What is technology in its nature, in its deepest essence? Where does it come from? How does it evolve? With contagious enthusiasm, Arthur, an economics professor and a pioneer of complexity theory, tries to answer these and other questions in a style that is by turns sparkling and flat. Technology is self-creating, though it requires human agency to build it up and reproduce it. Yet technology evolves much like organisms evolve, and Arthur cannily applies Darwin's ideas to technologies and their growth. All technologies descend from earlier ones, and those that perform better and more efficiently than others are selected for future growth and development. But radical novelty in technology cannot be explained by this model of variation and selection, so Arthur argues that novel technologies arise by combination of existing technologies. For example, a hydroelectric power generator combines several main components—a reservoir to store water, an intake system, turbines driven by high-energy water flow, transformers to convert the power output to a higher voltage: groups of self-contained technologies—into a new technology. Arthur's arguments will likely alter the reader's way of thinking about technology and its relationship to humanity.
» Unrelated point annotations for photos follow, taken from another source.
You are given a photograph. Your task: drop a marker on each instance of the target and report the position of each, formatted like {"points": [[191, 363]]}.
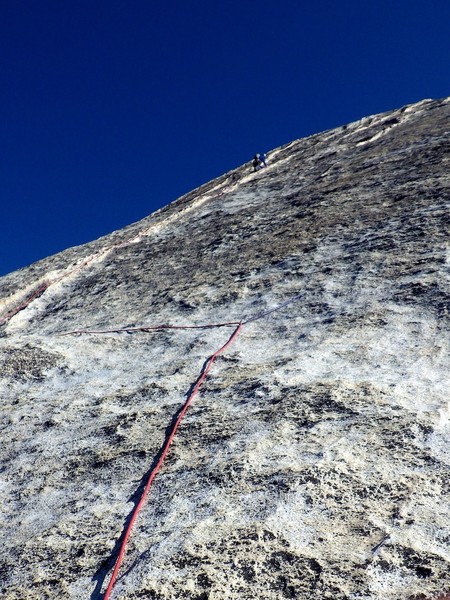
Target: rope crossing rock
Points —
{"points": [[162, 456], [238, 326]]}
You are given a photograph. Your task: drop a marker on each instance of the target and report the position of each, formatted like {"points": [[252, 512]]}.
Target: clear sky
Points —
{"points": [[110, 109]]}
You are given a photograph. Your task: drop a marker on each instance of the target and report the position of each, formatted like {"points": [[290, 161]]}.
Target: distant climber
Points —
{"points": [[259, 161]]}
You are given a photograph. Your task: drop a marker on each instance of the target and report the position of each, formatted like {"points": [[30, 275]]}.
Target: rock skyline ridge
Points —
{"points": [[314, 460]]}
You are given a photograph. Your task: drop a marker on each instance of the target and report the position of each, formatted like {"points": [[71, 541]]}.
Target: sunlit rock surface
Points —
{"points": [[314, 463]]}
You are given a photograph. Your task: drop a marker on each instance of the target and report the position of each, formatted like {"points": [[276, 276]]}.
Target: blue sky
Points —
{"points": [[110, 109]]}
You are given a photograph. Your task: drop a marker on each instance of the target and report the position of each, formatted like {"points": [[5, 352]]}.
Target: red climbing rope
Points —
{"points": [[164, 451]]}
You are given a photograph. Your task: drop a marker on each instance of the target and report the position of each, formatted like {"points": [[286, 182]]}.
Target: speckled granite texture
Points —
{"points": [[314, 463]]}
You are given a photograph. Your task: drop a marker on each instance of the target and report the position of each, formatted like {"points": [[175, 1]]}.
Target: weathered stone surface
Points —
{"points": [[314, 463]]}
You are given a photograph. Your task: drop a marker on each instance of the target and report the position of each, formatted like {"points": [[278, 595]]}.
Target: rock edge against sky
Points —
{"points": [[314, 463]]}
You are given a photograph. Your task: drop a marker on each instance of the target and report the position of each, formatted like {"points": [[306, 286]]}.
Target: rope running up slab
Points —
{"points": [[161, 459]]}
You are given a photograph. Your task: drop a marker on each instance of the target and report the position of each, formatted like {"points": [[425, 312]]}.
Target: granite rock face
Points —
{"points": [[314, 462]]}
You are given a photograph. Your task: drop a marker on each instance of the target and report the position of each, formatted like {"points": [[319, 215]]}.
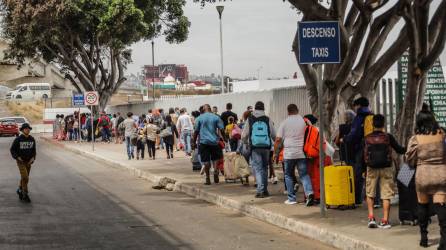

"…enlightening and stimulating, enhanced by a remarkable diversity of historical examples…The book invites comparison to work by Thomas Kuhn…Economists, social scientists, engineers and scientists all may come to regard it as a landmark."
"Provocative and engaging...Arthur's theory captures many well-known features of technological change [and] also answers interesting questions."
"…reframes the relationship between science and technology as part of an effort to come up with a comprehensive theory of innovation… Dr. Arthur is bold in his reassessment of the role of technology in science."
-- The New York Times
"Hundreds of millions of dollars slosh around Silicon Valley every day based on Brian Arthur's ideas."
-- John Seeley Brown, former director of PARC
"We launched Java based on Brian Arthur's ideas."
-- Eric Schmidt, CEO of Google
W. Brian Arthur
William Brian Arthur (1945) is an economist credited with influencing and describing the modern theory of increasing returns. He is an authority on economics in relation to complexity theory, technology and financial markets. Presently, he is on the external faculty at the Santa Fe Institute, and a Visiting Researcher at the Intelligent Systems Lab at PARC (Formerly Xerox PARC).
Arthur received his Ph.D. in Operations Research (1973) and an M. A. in Economics (1973) from the University of California, Berkeley.
At age 37, Dr. Arthur was the youngest endowed chair holder at Stanford University.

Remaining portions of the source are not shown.